Dr. Saucier leads a research group, often involved in international collaborations, that focuses on the following research questions:

* What is the most comprehensive and cross-culturally generalizable structure of personality attributes? What is the best (especially, the most valid) way to measure this structure? How do the dimensions in this structure relate to the mindset or affective-motivational ‘personality system’ of the individual, and to larger cultural systems? What are the sources of personality change (including sources related to beliefs and values)?

* Particularly in terms of comprehensiveness and cross-culturally generalizability, how is structure for inter-individual variation in belief and value systems (include priorities regarding moralities) ordered and structured? What kinds of beliefs and values have the largest effects on patterns of behavior and emotion, and are the most integral components of culture and have the most important effects in the spheres of politics and religion?

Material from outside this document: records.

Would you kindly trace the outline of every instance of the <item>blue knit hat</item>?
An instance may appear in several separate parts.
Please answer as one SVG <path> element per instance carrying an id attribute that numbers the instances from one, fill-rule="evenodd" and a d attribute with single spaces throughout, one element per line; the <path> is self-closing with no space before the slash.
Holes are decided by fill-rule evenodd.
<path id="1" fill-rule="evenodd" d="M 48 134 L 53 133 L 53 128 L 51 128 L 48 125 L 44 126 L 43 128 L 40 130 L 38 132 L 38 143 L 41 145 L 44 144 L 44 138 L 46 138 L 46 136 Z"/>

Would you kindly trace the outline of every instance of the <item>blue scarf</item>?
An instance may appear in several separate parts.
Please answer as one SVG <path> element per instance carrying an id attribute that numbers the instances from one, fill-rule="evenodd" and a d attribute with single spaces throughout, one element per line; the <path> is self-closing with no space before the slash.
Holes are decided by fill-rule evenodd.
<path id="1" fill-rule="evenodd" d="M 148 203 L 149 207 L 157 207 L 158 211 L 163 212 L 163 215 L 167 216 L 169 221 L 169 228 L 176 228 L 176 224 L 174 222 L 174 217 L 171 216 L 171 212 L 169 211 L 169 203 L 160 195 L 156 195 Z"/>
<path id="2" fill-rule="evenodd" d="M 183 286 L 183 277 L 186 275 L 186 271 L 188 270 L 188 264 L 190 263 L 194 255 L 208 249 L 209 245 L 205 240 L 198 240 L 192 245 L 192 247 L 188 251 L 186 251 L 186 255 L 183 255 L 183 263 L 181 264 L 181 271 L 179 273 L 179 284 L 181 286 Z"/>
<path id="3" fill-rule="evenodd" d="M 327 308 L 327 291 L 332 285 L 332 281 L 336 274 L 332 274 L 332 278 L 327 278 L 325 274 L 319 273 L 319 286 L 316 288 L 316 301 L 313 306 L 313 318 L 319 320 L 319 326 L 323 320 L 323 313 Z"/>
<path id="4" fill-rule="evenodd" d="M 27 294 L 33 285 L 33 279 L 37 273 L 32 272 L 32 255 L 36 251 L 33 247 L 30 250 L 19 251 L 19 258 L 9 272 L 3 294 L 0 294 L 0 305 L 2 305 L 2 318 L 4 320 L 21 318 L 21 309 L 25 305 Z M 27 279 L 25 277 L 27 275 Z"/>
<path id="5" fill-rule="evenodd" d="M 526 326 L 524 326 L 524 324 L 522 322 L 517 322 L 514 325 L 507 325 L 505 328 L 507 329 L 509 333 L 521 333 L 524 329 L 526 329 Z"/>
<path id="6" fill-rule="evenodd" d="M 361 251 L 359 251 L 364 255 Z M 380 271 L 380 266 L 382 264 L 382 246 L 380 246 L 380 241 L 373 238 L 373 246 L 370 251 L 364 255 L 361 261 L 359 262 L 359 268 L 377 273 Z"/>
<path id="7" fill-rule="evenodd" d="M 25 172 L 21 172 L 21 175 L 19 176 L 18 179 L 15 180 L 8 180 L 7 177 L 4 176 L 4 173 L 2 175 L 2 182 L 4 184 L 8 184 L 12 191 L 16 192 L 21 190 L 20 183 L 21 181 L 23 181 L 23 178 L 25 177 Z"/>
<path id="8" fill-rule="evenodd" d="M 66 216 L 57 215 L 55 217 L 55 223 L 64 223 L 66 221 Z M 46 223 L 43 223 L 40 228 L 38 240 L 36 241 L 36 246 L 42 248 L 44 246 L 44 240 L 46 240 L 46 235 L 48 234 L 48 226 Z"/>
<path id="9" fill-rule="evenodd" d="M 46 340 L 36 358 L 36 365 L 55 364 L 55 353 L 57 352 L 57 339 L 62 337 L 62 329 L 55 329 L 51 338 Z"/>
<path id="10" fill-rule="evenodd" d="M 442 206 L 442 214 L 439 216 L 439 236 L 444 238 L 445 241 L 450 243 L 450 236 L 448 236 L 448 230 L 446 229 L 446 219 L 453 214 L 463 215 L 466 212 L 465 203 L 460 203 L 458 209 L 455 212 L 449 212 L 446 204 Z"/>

Which patterns of beliefs and values are associated with optimal human development, and which patterns encourage psychosocial dysfunction (e.g., alienation, corruption, militant extremism, genocide)?

The approach is “top-down” in the sense that we begin by defining the most important dimensions of dispositional variation and then seek to identify mechanisms that most importantly account for that variation. Dr. Saucier has been a leader in developing and refining dimensional models for personality (the Big Five, and upgrading from the Big Five to more comprehensive models and a broader, more universal 'Big Two') and beliefs and values (e.g., dimensions of ‘isms’). Theoretically, our approach emphasizes the contribution of cultural dynamics to psychological tendencies.

Dr. Saucier is no longer accepting new graduate students.

Selected Publications:

Saucier, G., & Iurino, K. (2020). High-dimensionality personality structure in the natural language: Further analyses of classic sets of English-language trait-adjectives. Journal of Personality and Social Psychology, 119, 1188-1219.

Saucier, G., Iurino, K., & Thalmayer, A.G. (2020). Comparing predictive validity in a community sample: High-dimensionality and traditional domain-and-facet models of personality variation. European Journal of Personality, 34, 1120-1137.

Saucier, G. (2018). Culture, morality, and individual differences: Comparability and incomparability across species. Philosophical Transactions of the Royal Society B: Biological Sciences, 373(1744), 20170170.

Saucier, G., & Akers, L. (2018). Democidal thinking: Patterns in the mindset behind organized mass killing. Genocide Studies and Prevention, 12(1), 80-97.

Saucier, G., Kenner, J., Iurino, K., Bou Malham, P., Chen, Z., Thalmayer, A.G., ...& Altschul, C. (2015). Cross-cultural differences in a global 'Survey of World Views'. Journal of Cross-Cultural Psychology, 46, 53-70.

Saucier, G. (2013). Isms dimensions: Toward a more comprehensive and integrative model of belief-system components. Journal of Personality and Social Psychology, 104, 921-939.

Saucier, G., Akers, L. G., Shen-Miller, S., Knezevic, G., & Stankov, L. (2009). Patterns of thinking in militant extremism. Perspectives on Psychological Science, 4, 256-271.

Saucier, G., & Skrzypinska, K. (2006). Spiritual but not religious? Evidence for two independent dispositions. Journal of Personality, 74, 1257-1292.

Saucier, G. (2000). Isms and the structure of social attitudes. Journal of Personality and Social Psychology, 78, 366-385.